Midson and Long reveal the unknown side of a footballers' Christmas

Dons stars enjoying a subdued Christmas to ensure League Two survival

Very Midson Christmas: Jack Midson knows the score over Christmas SP68731

Long old Christmas: Stacy Long will be staying professional over the yuletide season SP72027

First published in Sport Wandsworth Guardian: Photograph of the Author by , Sports Editor

AFC Wimbledon stars Stacy Long and Jack Midson have given an insight into the life of a professional footballer over the Christmas holidays.

The Dons are in the middle of a dogfight to stay in League Two and they face two crucial games at home to Northampton Town (Boxing Day) and Oxford United (Saturday).

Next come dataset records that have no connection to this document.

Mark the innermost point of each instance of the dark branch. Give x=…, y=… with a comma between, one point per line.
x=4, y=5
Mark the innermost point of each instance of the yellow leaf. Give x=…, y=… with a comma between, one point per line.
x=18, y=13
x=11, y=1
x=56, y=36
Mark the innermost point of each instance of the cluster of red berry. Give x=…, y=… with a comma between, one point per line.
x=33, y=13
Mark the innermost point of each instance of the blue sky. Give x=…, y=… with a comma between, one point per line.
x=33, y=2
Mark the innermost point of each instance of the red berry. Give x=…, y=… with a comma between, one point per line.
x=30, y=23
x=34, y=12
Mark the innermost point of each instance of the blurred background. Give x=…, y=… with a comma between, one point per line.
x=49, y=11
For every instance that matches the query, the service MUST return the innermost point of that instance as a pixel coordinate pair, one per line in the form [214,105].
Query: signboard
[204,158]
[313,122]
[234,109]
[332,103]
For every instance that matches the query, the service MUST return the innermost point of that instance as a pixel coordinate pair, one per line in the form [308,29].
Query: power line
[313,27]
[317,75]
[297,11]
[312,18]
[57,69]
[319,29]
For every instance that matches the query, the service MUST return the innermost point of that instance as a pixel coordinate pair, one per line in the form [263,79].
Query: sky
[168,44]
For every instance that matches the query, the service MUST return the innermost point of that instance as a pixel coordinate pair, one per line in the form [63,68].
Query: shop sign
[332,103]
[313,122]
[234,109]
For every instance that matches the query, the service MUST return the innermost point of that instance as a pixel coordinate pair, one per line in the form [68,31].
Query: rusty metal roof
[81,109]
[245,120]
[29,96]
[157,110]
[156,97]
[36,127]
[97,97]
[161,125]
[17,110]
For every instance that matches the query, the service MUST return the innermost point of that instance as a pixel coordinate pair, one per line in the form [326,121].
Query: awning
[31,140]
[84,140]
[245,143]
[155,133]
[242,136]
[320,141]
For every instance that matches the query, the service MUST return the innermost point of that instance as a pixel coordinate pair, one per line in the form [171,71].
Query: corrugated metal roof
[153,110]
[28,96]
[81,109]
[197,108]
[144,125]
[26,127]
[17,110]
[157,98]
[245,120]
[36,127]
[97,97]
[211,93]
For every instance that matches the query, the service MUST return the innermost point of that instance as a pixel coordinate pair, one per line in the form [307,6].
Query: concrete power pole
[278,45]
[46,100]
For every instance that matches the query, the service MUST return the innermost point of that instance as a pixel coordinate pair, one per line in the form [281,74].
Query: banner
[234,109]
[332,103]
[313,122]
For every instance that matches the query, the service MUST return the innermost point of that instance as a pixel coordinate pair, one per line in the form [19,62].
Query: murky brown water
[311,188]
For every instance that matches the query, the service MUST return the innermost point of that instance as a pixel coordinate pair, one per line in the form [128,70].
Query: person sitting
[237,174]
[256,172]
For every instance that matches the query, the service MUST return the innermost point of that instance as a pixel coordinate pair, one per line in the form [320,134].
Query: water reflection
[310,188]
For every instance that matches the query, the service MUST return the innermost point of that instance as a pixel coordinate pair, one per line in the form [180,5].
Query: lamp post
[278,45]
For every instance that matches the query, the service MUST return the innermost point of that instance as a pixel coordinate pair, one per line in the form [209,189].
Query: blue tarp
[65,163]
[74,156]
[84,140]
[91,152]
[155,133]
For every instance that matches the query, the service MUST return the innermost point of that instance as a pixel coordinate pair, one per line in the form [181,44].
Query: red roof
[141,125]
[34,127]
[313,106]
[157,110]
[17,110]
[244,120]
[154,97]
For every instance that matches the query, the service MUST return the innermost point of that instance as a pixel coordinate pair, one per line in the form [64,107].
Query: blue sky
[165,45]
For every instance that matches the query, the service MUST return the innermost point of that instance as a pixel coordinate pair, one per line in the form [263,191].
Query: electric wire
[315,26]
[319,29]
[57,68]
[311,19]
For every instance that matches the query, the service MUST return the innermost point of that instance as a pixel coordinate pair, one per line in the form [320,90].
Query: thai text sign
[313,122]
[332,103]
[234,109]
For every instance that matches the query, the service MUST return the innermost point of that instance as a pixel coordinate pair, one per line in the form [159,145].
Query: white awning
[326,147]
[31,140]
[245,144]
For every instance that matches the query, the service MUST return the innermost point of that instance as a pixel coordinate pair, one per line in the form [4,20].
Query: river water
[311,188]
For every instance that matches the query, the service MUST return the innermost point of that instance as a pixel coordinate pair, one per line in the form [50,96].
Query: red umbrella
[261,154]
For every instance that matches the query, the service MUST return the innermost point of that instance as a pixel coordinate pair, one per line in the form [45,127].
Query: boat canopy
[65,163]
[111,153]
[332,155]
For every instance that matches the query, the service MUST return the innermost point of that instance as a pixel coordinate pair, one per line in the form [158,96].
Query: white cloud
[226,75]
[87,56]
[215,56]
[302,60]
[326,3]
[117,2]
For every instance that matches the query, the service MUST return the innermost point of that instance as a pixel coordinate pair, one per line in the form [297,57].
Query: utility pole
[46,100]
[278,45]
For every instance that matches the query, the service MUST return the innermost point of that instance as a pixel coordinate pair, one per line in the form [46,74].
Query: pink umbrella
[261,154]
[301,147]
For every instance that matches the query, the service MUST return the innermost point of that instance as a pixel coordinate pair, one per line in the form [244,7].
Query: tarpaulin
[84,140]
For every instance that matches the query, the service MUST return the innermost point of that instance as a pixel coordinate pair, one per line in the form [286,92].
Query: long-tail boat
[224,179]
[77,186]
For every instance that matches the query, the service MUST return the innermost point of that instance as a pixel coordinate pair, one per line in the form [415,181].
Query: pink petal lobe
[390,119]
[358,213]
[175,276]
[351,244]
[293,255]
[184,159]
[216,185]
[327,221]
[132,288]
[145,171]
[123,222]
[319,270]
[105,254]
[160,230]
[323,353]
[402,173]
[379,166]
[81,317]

So there can be no stuffing your face with turkey and chocolate, or having too much to drink, on Christmas Day.

However, more troublesome is the Dons’ New Year’s Day 360-mile round trip to Torquay United – so there can be no New Year’s Eve champagne or party poppers at midnight.

Midson said: “It is part and parcel of the life of a professional footballer. I’m in bed by 10.30 on New Year’s Eve, I can always watch the highlights on television the next day, and have to make sure I don’t over-indulge on Christmas Day.

“Normally Christmas Day involves a run out somewhere to keep the body ticking over.

“It sounds obvious, but if we indulged in Christmas and the new year celebrations like everyone else, then we would not have any chance come the matches.”

He added: “No one wants to let their team-mates down, so every is in the same boat.”

Midfielder Long, who joined the Dons in the summer, says he has grown accustomed to the subdued holiday period.

“We never really enjoy New Year’s Eve, but we get used to it. Being a professional footballer is a job, and we’re very lucky to have a job that we all enjoy, even though it has a big impact on Christmas,” he said.

“My family know what I have to do and, probably most importantly, the fans would not appreciate us turning out with hangovers and getting thrashed by a more professional side.”

He added: “Be a footballer is, contrary to what many people think, not the most sociable of careers.”

Midson said: “I am sure when my football career is over I shall be enjoying the festivities, but for the time being, and this year in particular, the only thing I want for Christmas is some good results.”